4. Lustre Striping Commands

As mentioned earlier, the file system stripe count and size have default settings. Stripe parameters can be set for individual files and set or changed for directories. Directories can be given a stripe setting so that all new files created in that directory (and under any sub-directory) share that setting. Utilities and application libraries are provided to control the striping of an individual file at creation time. However, changing the stripe parameters on an existing file has no effect. You must first create an empty file with the desired striping characteristics and then write your data to it. Likewise, changing the stripe parameters on a directory does not change the striping of files already existing in that directory. Only new files created in the modified directory will inherit the changed striping.

4.1. The lfs getstripe Command

The characteristics of a file or a directory can be found by using "lfs getstripe".

$ lfs getstripe MyDir
MyDir
stripe_count:  2 stripe_size:   1048576 stripe_offset:  -1

The output shows that files created in the directory MyDir will be stored in two stripes of 1048576 bytes (1 MByte) unless explicitly striped before writing. The stripe_offset of -1 means that each file will have an OST offset determined by Lustre (see "lfs setstripe", next).
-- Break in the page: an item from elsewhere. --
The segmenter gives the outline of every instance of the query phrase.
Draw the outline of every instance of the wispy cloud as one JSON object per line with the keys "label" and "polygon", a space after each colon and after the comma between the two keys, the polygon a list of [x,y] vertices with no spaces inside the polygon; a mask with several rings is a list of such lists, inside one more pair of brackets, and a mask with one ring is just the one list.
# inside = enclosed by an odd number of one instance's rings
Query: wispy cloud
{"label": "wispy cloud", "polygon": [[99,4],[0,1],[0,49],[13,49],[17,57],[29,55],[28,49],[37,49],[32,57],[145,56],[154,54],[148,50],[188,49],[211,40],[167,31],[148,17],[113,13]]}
4.2. The lfs setstripe Command

To set the striping for a file or directory, use the "lfs setstripe" command:

lfs setstripe --size stripe-size --index OST-start-index --count stripe-count file-or-directory

size - # of bytes written to one OST before cycling to the next
index - starting OST (default of -1 is round robin, highly recommended)
count - # of OSTs (default is 1)

The "lfs setstripe" command has an option for changing the stripe size, but the default stripe size is recommended. Moreover, the "lfs setstripe" command has an option for setting the position of the first stripe among the OSTs, called the offset. Users should not specify an offset. Instead, allow the Lustre file system to choose an offset.

The following creates an empty file named LargeFile with a stripe count of 8.

$ cd $WORKDIR
$ lfs setstripe LargeFile -c 8

Next, set the stripe count to 16 for a new directory named LargeDir. Note that any subdirectories created under LargeDir will inherit its new stripe characteristics.

$ cd $WORKDIR
$ mkdir LargeDir
$ lfs setstripe LargeDir -c 16

4.3. Striping in Practice

The "lfs setstripe" command can be placed in the PBS batch script or executed interactively before job submission. Files copied from one directory to another, such as with cp, cat, scp, or tar, inherit the striping of the new directory. Again, note that changing the striping parameters for a directory does not change the striping characteristics for files already in that directory. Only new files written into that directory will inherit the revised characteristics. Likewise, using the mv command will not change the striping characteristics of a file, but files created during program execution will inherit the characteristics of the directory into which they are written.

Additional information can be found by viewing the lfs man page on any HPC system.